Sebelumya, Menteri Koordinator Bidang Kemaritiman dan Investasi Luhut Binsar Pandjaitan mengatakan, pemberian subsidi dan insentif tidak hanya untuk mendorong penggunaan kendaraan listrik melainkan juga untuk mengembangkan ekosistem kendaraan listrik di Indonesia sehingga dapat menarik investor. Di sisi lain, program ini juga bertujuan untuk melepas ketergantungan Indonesia atas impor bahan bakar fosil sehingga Indonesia dapat memperkuat neraca perdagangan (Kompas.id, 25/4/2023).

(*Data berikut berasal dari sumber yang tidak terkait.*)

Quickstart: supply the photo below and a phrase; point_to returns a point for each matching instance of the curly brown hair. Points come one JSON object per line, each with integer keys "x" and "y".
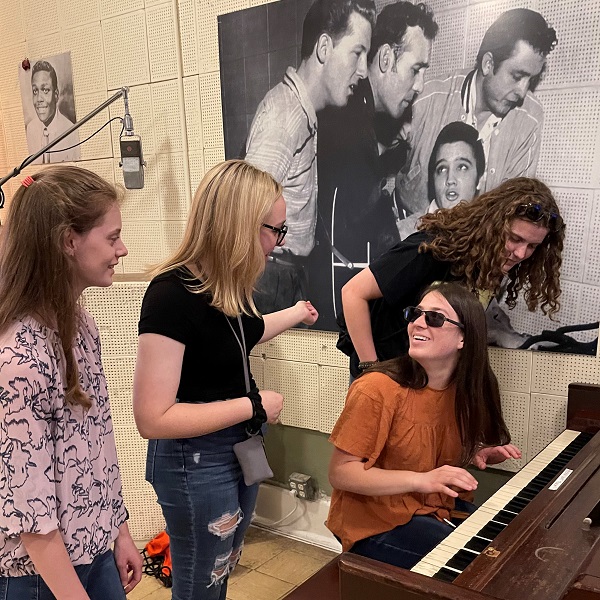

Pada Pasal 4 PMK No 38/2023 disebutkan, pemerintah menanggung pajak pertambahan nilai atas penyerahan KBL berbasis baterai roda empat tertentu dan KBL berbasis baterai bus tertentu sebesar 10 persen dari total 11 persen. Insentif sebesar 10 persen itu didapat jika nilai Tingkat Komponen Dalam Negeri (TKDN) atau besaran kandungan dalam negeri KBL berbasis baterai minimum sebesar 40 persen.
Direktur Jenderal Direktorat Jenderal Industri Logam, Mesin, Alat Transportasi dan Elektronika (ILMATE) Kementerian Perindustrian Taufiek Bawazier dalam keterangan resminya menyampaikan, kebijakan tersebut diharapkan dapat mendorong minat masyarakat untuk membeli kendaraan listrik sehingga ekosistem kendaraan listrik di Indonesia dapat diwujudkan. Pada tahap awal, diperkirakan terdapat 35.862 unit mobil listrik dan 138 unit bus listrik pada tahun 2023.
Ekonom Senior Indef, Faisal Basri, menambahkan, pemberian insentif tersebut akan menurunkan penerimaan pajak. Lebih lanjut, utang pemerintah untuk pemberian insentif akan dibebankan kepada generasi selanjutnya.
"Secara tidak langsung bisa dikatakan bahwa ongkos yang dibayar pemerintah untuk insentif ini berasal dari utang dan generasi mendatang yang akan menanggungnya. Penerimaan pajak pasti akan turun karena PPN telah diturunkan dari 11 persen menjadi 1 persen," ujarnya.
Menurut Faisal, kebijakan yang dibuat pemerintah itu turut mengabaikan kepentingan orang banyak. Ini karena dari sebelumnya pemerintah yang menaikkan PPN dari 10 persen ke 11 persen sehingga masyarakat terdampak, kini justru kembali menurunkan pajak semata-mata hanya untuk mobil listrik.
"Mereka yang kaya mendapatkan insentif, subsidi, serta penurunan pajak. Sementara mereka yang miskin pajaknya dinaikkan. Padahal, keduanya sama-sama membayar PPN sebesar 11 persen," lanjutnya.